-
-
This page shows important details about the movie: where all it was filmed, who it was filmed by, the budget, release date, ratings, etc.
-
Since we're not a fan of websites that ask us to login to use their services, we made login optional for those who wanted to save movies.
-
The user profiles. Since login is optional, not all users will have them, but those that do will see their saved tracks here!
-
The home page! The user goes here after the web app detects their mood, and it's populated with suggestions fetched from the API.
Inspiration
When the theme "Adventure Awaits" was announced, we thought of things that remind us of adventure.
Adventure? In my boring life? I like to ride my bicycle - but I can't imagine how in the world I'd integrate into a web app of all places. Also, strolling through the crowded roads of New York isn't exactly that adventurous.

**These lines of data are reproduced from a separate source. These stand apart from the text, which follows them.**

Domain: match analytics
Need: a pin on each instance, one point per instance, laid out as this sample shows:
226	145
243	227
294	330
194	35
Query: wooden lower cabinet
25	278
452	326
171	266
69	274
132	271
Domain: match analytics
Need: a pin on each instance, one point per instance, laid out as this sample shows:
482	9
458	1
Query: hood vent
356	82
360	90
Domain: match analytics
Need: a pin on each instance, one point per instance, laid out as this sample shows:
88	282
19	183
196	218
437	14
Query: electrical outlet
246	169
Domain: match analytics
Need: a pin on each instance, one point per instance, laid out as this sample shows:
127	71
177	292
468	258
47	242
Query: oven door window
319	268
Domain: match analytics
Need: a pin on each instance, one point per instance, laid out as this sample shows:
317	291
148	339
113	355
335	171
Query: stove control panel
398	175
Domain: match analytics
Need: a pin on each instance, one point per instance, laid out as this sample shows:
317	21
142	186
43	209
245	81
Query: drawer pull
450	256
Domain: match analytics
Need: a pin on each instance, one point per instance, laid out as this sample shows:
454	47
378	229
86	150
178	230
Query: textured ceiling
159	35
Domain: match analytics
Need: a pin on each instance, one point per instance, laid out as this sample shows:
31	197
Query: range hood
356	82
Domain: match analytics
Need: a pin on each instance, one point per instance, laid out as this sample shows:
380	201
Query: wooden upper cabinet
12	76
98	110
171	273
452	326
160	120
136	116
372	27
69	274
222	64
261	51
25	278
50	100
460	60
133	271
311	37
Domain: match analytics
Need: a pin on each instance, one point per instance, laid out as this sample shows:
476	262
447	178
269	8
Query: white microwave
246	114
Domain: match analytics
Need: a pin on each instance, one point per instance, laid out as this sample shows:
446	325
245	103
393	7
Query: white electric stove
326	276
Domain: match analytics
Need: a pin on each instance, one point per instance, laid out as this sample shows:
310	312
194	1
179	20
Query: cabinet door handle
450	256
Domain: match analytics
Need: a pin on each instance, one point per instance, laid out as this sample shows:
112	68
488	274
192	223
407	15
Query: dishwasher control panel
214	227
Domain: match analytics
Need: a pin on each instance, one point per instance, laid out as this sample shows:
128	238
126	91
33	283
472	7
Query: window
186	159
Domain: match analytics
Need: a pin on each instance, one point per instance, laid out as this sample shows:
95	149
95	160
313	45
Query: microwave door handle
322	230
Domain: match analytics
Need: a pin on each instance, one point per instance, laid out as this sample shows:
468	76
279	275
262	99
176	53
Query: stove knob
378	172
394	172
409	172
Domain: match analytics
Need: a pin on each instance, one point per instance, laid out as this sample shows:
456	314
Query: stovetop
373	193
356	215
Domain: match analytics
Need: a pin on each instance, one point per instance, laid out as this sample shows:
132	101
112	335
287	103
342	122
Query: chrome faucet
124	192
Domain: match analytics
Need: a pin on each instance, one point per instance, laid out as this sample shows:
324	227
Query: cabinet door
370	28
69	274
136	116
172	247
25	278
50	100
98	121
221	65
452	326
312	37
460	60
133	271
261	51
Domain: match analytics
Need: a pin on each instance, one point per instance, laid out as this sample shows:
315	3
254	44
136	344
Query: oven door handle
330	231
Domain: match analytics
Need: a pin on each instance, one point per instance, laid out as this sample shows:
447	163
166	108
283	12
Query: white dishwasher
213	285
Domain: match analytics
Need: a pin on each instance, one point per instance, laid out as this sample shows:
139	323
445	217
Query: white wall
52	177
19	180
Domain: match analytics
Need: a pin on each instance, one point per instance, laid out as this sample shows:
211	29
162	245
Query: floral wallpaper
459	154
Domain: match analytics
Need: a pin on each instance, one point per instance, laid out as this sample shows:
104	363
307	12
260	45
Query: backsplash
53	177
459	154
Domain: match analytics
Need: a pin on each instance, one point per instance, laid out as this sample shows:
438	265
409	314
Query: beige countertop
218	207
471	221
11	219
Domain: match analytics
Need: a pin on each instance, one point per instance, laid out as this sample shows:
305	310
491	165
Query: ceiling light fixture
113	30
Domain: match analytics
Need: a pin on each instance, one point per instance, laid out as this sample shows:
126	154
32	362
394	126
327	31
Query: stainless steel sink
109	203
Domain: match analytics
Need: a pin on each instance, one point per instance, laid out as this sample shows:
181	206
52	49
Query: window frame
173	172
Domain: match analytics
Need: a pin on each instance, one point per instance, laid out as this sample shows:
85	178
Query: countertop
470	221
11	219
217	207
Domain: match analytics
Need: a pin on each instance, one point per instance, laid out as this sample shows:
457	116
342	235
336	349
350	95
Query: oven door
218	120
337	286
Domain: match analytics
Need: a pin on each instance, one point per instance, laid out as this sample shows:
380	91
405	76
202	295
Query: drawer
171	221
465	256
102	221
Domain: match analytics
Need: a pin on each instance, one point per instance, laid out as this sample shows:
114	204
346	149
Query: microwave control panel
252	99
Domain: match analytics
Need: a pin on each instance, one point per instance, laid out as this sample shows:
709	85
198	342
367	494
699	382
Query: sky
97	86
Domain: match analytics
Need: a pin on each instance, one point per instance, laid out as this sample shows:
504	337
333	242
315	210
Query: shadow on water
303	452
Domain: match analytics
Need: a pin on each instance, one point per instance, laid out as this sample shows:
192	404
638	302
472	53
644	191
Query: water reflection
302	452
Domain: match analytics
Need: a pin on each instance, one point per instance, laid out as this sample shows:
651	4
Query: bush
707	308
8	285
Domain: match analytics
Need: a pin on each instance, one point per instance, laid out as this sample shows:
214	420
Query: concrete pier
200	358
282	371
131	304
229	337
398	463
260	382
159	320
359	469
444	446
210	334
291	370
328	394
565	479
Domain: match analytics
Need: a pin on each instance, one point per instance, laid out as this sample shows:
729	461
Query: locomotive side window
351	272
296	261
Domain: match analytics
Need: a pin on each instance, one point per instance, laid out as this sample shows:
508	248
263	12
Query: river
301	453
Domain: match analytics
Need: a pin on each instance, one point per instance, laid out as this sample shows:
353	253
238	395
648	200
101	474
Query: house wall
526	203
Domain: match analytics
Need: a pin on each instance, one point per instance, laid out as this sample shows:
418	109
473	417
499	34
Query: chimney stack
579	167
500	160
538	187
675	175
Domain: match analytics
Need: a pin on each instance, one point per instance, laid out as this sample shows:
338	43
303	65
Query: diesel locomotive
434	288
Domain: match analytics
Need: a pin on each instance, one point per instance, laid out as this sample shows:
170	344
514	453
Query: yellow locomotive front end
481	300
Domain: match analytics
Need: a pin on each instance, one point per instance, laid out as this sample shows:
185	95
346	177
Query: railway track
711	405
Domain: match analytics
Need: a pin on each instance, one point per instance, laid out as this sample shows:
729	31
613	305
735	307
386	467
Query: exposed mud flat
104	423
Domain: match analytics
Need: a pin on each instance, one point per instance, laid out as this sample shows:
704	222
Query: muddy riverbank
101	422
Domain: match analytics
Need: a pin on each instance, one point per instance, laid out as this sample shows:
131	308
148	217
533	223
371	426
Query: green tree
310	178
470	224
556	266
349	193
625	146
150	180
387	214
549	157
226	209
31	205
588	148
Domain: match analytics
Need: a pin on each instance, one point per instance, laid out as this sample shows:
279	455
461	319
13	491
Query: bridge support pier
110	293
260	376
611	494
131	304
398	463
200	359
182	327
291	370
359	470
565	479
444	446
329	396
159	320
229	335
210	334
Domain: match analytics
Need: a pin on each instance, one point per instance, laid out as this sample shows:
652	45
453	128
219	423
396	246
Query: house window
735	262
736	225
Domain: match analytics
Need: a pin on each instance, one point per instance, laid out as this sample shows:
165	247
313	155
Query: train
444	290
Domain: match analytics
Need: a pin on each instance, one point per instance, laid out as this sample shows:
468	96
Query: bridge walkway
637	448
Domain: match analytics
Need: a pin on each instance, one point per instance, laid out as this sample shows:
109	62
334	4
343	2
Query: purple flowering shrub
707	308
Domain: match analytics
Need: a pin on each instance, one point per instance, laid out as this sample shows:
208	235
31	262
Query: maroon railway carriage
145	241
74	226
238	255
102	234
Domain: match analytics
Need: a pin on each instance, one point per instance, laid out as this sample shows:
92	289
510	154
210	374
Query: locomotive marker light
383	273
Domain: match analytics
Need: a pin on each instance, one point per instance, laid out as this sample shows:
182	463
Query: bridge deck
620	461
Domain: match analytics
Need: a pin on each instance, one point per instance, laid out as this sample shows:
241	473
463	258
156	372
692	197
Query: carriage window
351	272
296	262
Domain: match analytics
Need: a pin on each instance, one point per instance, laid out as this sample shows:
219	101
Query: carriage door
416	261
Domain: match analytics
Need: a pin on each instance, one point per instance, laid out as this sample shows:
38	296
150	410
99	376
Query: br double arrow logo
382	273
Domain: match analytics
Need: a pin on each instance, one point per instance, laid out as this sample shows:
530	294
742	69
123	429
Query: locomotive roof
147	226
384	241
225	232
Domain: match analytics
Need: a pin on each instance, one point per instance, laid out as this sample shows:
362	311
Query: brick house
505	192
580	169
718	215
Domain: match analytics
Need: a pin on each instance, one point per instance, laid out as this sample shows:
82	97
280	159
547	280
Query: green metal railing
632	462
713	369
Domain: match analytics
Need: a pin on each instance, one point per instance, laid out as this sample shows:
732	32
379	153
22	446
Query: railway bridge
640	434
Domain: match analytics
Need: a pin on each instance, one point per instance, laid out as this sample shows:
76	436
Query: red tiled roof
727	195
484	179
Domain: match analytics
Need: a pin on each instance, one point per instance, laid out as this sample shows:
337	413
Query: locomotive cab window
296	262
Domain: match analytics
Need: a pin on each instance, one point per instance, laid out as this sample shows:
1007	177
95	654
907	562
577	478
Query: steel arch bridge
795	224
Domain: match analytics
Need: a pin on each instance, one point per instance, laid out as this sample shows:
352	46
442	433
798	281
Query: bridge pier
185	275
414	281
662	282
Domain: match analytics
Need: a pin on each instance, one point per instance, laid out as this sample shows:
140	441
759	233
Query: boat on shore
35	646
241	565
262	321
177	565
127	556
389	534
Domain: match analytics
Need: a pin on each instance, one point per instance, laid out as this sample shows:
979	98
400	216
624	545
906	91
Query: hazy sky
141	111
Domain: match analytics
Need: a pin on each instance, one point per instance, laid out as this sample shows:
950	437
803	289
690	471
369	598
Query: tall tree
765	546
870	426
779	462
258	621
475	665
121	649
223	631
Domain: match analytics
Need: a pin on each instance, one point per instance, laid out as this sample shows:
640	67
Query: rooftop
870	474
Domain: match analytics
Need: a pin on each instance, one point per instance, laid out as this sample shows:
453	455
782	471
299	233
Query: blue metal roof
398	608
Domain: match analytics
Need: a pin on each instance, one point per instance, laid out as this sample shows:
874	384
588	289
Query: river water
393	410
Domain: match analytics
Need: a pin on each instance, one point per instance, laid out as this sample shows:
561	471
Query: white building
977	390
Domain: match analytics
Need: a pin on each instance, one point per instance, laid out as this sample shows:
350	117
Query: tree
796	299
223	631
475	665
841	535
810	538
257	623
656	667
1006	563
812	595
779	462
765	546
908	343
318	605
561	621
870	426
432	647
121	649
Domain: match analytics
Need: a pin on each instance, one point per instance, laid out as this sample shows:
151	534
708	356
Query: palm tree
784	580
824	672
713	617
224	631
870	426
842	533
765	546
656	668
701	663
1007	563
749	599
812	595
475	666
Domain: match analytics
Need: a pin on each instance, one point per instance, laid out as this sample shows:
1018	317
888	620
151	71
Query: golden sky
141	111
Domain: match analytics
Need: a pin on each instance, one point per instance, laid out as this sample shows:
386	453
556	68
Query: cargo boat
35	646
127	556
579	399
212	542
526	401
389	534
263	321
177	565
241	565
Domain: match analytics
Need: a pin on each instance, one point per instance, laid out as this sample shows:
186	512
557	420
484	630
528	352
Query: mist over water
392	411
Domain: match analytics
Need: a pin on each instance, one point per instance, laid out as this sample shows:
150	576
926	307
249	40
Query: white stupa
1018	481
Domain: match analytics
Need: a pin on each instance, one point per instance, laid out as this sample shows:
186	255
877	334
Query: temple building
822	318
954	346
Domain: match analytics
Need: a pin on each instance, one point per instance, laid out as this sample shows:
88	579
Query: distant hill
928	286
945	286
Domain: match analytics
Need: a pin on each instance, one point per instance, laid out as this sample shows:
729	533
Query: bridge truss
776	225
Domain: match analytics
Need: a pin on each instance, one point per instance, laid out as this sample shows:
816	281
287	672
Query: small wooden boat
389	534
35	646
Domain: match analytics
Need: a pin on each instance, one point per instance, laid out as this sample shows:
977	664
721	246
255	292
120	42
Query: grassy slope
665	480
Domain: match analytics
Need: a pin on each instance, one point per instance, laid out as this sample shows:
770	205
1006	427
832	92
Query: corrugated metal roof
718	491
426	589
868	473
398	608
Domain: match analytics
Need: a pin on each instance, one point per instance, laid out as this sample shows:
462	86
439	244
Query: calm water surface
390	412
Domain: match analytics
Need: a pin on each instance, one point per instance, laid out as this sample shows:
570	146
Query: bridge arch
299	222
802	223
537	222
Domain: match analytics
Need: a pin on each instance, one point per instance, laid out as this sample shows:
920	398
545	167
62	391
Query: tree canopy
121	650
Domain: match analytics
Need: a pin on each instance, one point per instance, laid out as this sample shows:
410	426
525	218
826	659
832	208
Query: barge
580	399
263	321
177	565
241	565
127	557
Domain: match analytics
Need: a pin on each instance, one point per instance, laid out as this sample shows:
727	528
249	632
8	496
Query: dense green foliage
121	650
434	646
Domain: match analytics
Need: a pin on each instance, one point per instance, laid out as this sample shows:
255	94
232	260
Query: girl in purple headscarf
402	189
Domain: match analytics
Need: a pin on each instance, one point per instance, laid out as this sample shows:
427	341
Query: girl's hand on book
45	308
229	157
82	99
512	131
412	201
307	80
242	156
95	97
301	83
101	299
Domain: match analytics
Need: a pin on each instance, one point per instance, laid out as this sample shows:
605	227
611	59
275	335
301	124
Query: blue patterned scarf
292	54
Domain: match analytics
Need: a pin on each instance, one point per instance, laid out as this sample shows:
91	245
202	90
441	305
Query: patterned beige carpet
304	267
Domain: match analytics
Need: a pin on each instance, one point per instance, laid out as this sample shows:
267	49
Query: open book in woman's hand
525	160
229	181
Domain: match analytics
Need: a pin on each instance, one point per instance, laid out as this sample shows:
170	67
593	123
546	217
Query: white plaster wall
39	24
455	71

Oxford Dictionary defines "adventure" as an unusual, exciting or dangerous experience, journey or series of events. Then I realised as software engineers, most of our adventure probably doesn't come from our life experiences. This led me to think about movies. I believe every movie is an adventure movie, as they all aim to appeal to the viewer's emotions through excitement.
I then set out to look for a team that was passionate regarding this Hackathon, where I met my fellow teammates. Now that you know my side of their story, our machine learning team had an idea of making an application which would analyse your facial features to detect if you were studying or not. While that's cool, it's not exactly adventurous. Now, wouldn't it be cool to get movie recommendations based on how you're currently feeling?
So to sum it up - Face APIs are cool, and I watch so much Netflix that it's hard to find half-decent movies to watch nowadays. Those are the two random thoughts that we combined to build out this project, Moodv.
What it does
What does Moodv do? Well it's quite direct and simple. We generate suggestions for movies based upon your facial expression. Within this application we've integrated user accounts with ratings/comments along with features such as learning about the details of the movie from inside the app itself (such as languages it's available in, where it was filmed, ratings, overview, ratings, and more!).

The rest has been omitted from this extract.